This book does not contain much that the serious jazz fan won’t already know. Kaplan does offer enough new material, culled from interviews he has done over the years with, among other people, Miles Davis himself, to hold the interest of even the most jaded I’ve-heard-it-all-before jazzbo, but his book seems primarily aimed at the jazz novice.

Moments here, however, are likely to leave the jazz novice feeling lost. For example, early in the book Kaplan quotes Davis’s trumpet protégé Wallace Roney recalling that Davis told him, shortly after their first meeting, “I never liked Brown — Clifford Brown.” Anyone who shares the widely held view that Clifford Brown was one of the outstanding jazz trumpeters of the modern era will probably wonder: Was Davis just trying to get a reaction? Was he, even decades after Brown’s early death, jealous? Or did he really mean what he said? The non-aficionado, on the other hand, will probably wonder: Who’s Clifford Brown? Kaplan doesn’t say, and he doesn’t shed any light on Brown’s place in jazz for another hundred pages.

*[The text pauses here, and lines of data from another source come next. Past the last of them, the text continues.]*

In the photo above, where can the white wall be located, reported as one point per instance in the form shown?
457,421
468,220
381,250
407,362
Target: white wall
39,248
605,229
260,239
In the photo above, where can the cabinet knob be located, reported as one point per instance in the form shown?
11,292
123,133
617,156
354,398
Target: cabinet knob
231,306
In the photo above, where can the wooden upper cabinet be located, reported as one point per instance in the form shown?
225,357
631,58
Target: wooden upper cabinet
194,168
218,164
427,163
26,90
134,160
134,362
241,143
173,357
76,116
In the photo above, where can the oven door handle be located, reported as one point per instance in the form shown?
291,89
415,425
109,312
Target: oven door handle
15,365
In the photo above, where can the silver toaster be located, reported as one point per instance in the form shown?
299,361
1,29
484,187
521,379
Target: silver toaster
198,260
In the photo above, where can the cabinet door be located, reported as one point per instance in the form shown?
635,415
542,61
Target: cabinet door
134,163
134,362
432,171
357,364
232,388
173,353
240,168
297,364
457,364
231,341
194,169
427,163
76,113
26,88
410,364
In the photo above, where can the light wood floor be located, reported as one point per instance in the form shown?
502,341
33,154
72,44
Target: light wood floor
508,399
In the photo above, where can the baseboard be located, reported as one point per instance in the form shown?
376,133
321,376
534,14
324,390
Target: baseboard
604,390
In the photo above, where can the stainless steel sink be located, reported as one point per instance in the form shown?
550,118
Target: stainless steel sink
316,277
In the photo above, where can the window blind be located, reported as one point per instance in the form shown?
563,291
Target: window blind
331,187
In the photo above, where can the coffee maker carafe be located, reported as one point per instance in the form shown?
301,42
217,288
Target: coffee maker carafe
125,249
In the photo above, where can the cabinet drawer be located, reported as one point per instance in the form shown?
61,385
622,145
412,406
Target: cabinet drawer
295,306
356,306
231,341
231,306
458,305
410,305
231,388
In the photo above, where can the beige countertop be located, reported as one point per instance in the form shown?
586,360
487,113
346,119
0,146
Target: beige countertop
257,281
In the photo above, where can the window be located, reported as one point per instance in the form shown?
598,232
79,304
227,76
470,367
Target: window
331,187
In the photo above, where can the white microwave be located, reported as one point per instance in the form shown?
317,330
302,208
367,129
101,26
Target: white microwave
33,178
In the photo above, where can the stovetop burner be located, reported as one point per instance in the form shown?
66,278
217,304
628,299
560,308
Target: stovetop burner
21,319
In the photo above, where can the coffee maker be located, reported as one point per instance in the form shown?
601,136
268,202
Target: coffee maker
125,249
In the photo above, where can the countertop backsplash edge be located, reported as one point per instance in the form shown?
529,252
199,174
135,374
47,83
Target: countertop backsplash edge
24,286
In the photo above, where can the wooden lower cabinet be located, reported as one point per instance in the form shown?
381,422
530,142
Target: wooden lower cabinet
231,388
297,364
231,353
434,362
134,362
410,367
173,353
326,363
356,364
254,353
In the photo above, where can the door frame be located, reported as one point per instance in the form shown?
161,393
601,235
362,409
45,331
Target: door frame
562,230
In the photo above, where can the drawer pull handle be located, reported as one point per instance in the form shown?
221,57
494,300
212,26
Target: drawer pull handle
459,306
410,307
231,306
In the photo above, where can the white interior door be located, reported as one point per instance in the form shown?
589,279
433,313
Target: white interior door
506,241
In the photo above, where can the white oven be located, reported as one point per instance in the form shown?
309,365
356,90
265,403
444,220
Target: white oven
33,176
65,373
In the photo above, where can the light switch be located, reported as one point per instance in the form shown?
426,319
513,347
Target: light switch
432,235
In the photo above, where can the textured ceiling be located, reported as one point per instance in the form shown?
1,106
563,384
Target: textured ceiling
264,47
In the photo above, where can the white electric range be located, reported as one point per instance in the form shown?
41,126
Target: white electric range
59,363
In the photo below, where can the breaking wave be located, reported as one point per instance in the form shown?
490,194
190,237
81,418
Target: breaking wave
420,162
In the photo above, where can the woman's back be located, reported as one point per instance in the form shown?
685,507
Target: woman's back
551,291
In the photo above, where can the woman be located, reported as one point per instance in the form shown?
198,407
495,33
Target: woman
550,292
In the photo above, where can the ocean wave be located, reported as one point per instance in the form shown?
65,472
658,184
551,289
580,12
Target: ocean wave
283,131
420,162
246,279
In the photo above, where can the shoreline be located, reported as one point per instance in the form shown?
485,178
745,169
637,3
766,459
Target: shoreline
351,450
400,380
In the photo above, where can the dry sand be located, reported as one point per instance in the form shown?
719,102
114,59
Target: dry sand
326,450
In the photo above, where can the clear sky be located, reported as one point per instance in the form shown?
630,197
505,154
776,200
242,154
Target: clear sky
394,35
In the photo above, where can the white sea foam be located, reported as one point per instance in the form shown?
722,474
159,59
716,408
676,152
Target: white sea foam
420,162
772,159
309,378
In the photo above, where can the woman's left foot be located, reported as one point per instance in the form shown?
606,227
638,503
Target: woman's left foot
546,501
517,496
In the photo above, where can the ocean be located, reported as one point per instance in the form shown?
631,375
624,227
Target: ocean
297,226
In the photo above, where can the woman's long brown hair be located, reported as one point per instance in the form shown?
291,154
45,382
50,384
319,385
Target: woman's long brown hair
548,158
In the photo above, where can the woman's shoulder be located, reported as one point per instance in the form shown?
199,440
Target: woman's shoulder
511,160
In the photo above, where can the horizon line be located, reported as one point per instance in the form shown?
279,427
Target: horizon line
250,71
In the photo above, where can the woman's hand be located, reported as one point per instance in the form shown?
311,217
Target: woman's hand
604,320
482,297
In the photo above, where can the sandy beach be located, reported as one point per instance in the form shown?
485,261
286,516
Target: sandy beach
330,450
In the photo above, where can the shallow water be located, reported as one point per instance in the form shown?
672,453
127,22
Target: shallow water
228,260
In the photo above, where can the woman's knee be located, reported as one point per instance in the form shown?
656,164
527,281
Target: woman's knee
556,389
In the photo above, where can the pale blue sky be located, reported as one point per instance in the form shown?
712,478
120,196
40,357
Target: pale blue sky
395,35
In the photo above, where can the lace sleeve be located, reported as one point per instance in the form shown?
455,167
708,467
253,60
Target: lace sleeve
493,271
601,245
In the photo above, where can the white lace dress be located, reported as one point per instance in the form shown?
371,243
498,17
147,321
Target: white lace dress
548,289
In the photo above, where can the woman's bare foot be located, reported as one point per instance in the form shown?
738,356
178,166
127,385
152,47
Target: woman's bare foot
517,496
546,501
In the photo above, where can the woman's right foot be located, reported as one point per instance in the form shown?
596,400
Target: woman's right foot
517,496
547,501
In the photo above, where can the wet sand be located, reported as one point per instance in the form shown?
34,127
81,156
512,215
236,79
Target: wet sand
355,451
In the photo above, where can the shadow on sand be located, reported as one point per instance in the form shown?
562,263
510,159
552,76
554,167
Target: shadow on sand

Telling three life stories in one book is an impressive feat of conciseness for an author who took two hefty volumes (“Frank: The Voice” and “Sinatra: The Chairman”) to tell the story of Frank Sinatra. Inevitably some nuance has been sacrificed, some details left out — I wish crucial sidemen like the saxophonist and composer Wayne Shorter, a key member of Davis’s second great quintet, had gotten more attention — but Kaplan hits the most important notes.

Whether “3 Shades of Blue” amounts to more than three mini-biographies is another question.

Kaplan’s subtitle suggests an ambitious agenda. I’m not entirely sure what he means by the “empire of cool,” but this is his basic thesis:

His three protagonists played a vital role in bringing jazz to an artistic peak in the 1950s and ’60s. Then things went south for the music, in terms of both its quality and the size of its audience, to the point that “jazz today, when it isn’t utterly ignored, is widely disliked.” For Kaplan, the genres known as bop and hard bop, which flourished in those years, provided “almost all of jazz that I want and need.”